For the past two months, Russia has unleashed nighttime drone and missile assaults on Kyiv in a summer offensive that is straining the city's air defences, and has its 3.7 million residents exhausted and on edge.
Other towns and villages have seen far worse since Russia launched its full-scale invasion in early 2022 - especially those close to the frontline far to the east and south.
Many have been damaged or occupied as Russia advances, and thousands of people have fled to the capital, considered the best-defended city in the country.
But recent heavy attacks are beginning to change the mood. At night, residents rush to metro stations deep underground in scenes reminiscent of the German "Blitz" bombings of London during World War Two.
Slavytska has started nervously checking Telegram channels at home even before the city's alarms sound, after she found herself in early July running into the street to reach the metro with explosions already booming in the sky.
The number of people like Slavytska taking refuge in the cavernous Soviet-era ticket halls and drafty platforms of Kyiv's 46 underground stations soared after large-scale bombardments slammed the city five times in June.
Previously, the loud air raid alert on her phone sent Emil into bouts of shaking and he would cry "Corridor, corridor, mum.

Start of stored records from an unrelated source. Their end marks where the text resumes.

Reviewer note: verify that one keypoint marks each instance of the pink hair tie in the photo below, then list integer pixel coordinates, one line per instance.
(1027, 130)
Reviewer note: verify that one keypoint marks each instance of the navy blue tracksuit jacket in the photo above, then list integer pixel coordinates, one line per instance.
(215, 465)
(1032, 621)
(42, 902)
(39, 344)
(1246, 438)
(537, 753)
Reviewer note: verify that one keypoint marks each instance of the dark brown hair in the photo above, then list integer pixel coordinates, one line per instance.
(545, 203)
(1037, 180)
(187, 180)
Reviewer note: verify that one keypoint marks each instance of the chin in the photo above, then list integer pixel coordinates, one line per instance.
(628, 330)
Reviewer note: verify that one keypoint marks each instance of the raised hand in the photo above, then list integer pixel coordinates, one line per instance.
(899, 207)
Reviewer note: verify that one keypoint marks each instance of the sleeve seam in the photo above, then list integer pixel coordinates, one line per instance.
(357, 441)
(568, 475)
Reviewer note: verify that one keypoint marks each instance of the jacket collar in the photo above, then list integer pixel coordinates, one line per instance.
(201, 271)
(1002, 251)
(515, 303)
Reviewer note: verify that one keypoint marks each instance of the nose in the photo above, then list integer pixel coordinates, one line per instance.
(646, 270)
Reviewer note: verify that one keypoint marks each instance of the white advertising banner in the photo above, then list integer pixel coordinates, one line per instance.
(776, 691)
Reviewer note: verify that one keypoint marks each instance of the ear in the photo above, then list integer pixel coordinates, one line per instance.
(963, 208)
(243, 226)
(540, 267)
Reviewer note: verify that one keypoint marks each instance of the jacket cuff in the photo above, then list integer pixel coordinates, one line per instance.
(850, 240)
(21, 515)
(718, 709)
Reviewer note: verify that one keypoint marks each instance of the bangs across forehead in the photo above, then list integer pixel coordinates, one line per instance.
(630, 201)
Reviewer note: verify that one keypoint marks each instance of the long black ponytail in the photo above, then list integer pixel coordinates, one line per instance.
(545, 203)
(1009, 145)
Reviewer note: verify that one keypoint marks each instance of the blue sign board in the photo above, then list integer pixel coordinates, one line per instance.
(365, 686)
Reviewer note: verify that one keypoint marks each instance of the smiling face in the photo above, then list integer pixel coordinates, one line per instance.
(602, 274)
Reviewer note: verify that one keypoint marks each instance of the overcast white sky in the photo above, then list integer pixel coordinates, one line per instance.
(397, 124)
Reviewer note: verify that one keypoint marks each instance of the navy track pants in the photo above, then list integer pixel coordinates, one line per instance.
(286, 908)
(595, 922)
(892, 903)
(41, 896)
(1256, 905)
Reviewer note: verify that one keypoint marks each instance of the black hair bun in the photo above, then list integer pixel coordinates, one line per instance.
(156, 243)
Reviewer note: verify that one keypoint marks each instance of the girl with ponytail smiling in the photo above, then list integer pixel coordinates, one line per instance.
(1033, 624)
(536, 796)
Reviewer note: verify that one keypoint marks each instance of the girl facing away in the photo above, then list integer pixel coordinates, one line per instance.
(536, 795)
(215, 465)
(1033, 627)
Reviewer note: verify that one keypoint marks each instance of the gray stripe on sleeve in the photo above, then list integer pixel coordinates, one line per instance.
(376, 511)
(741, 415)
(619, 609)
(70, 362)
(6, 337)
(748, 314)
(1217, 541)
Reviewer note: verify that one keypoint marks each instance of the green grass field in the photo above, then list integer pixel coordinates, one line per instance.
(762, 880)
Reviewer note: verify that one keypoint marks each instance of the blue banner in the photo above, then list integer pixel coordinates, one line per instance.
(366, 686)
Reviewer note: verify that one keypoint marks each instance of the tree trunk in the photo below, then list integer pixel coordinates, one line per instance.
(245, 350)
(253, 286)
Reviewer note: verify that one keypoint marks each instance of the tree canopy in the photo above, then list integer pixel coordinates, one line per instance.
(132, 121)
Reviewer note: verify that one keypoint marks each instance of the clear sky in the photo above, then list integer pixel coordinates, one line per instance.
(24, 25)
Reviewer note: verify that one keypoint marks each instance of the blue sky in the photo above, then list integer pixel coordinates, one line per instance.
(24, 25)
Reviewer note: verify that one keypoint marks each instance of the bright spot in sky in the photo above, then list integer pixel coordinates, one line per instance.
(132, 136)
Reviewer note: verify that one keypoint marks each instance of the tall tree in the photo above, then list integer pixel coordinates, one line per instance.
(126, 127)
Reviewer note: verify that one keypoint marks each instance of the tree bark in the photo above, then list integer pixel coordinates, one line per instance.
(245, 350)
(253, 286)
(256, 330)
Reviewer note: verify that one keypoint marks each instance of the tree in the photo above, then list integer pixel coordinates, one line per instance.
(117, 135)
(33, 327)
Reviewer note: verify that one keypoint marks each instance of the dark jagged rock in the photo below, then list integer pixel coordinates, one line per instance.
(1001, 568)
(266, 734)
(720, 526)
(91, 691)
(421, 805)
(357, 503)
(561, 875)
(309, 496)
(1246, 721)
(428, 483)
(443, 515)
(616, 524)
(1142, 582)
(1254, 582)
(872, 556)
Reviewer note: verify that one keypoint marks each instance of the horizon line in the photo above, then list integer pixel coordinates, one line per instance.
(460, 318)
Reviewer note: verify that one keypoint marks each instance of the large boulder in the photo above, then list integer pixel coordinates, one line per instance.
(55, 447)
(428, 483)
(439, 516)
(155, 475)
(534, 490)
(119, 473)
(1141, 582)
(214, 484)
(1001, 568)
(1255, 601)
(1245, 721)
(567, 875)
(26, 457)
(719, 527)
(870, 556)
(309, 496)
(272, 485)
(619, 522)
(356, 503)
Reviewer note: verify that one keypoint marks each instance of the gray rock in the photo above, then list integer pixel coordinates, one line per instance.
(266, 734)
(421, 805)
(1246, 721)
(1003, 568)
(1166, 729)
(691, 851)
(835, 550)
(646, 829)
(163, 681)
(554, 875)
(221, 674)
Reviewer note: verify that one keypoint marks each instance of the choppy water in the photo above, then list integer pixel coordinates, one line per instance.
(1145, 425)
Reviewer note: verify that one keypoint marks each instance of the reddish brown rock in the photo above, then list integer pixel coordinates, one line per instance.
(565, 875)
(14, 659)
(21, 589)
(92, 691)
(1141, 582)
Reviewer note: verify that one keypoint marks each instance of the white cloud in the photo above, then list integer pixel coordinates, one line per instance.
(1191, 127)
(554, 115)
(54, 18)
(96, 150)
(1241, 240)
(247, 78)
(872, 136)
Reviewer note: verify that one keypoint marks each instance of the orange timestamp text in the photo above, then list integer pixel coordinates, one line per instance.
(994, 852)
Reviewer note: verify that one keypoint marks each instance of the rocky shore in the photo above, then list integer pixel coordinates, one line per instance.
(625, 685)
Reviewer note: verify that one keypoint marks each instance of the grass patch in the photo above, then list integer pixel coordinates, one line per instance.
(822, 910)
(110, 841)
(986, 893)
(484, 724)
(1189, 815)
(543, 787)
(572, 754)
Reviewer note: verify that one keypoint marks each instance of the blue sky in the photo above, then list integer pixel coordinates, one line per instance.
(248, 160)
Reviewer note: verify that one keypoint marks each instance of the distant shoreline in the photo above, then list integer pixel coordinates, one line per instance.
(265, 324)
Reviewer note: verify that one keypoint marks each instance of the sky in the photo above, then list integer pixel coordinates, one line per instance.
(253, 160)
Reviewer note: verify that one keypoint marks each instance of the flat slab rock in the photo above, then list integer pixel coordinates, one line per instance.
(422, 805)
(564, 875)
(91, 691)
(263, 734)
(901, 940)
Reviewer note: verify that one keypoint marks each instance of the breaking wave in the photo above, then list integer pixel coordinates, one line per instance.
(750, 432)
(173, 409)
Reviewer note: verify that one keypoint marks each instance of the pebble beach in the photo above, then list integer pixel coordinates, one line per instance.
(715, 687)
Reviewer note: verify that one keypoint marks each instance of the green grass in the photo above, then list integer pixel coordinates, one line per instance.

I'm scared. Corridor, mum," Slavytska said. Now, accustomed to the attacks, he says more calmly "Mum, we should go".
"We used to come here less often, about once a month," Slavytska said, sheltering in Akademmistechko station in western Kyiv. "That was six months ago. Now we come two or three times a week." She spent the night curled up on her pink mat with Emil by a column lining the subway tracks.
The subway system recorded 165,000 visits during June nights, more than double the 65,000 visits in May and nearly five times the number in June last year, its press service told Reuters.
More people were heading to the shelter because of "the scale and lethality" of attacks, the head of Kyiv's military administration, Tymur Tkachenko, told Reuters. He said strikes killed 78 Kyiv residents and injured more than 400 in the first half of the year.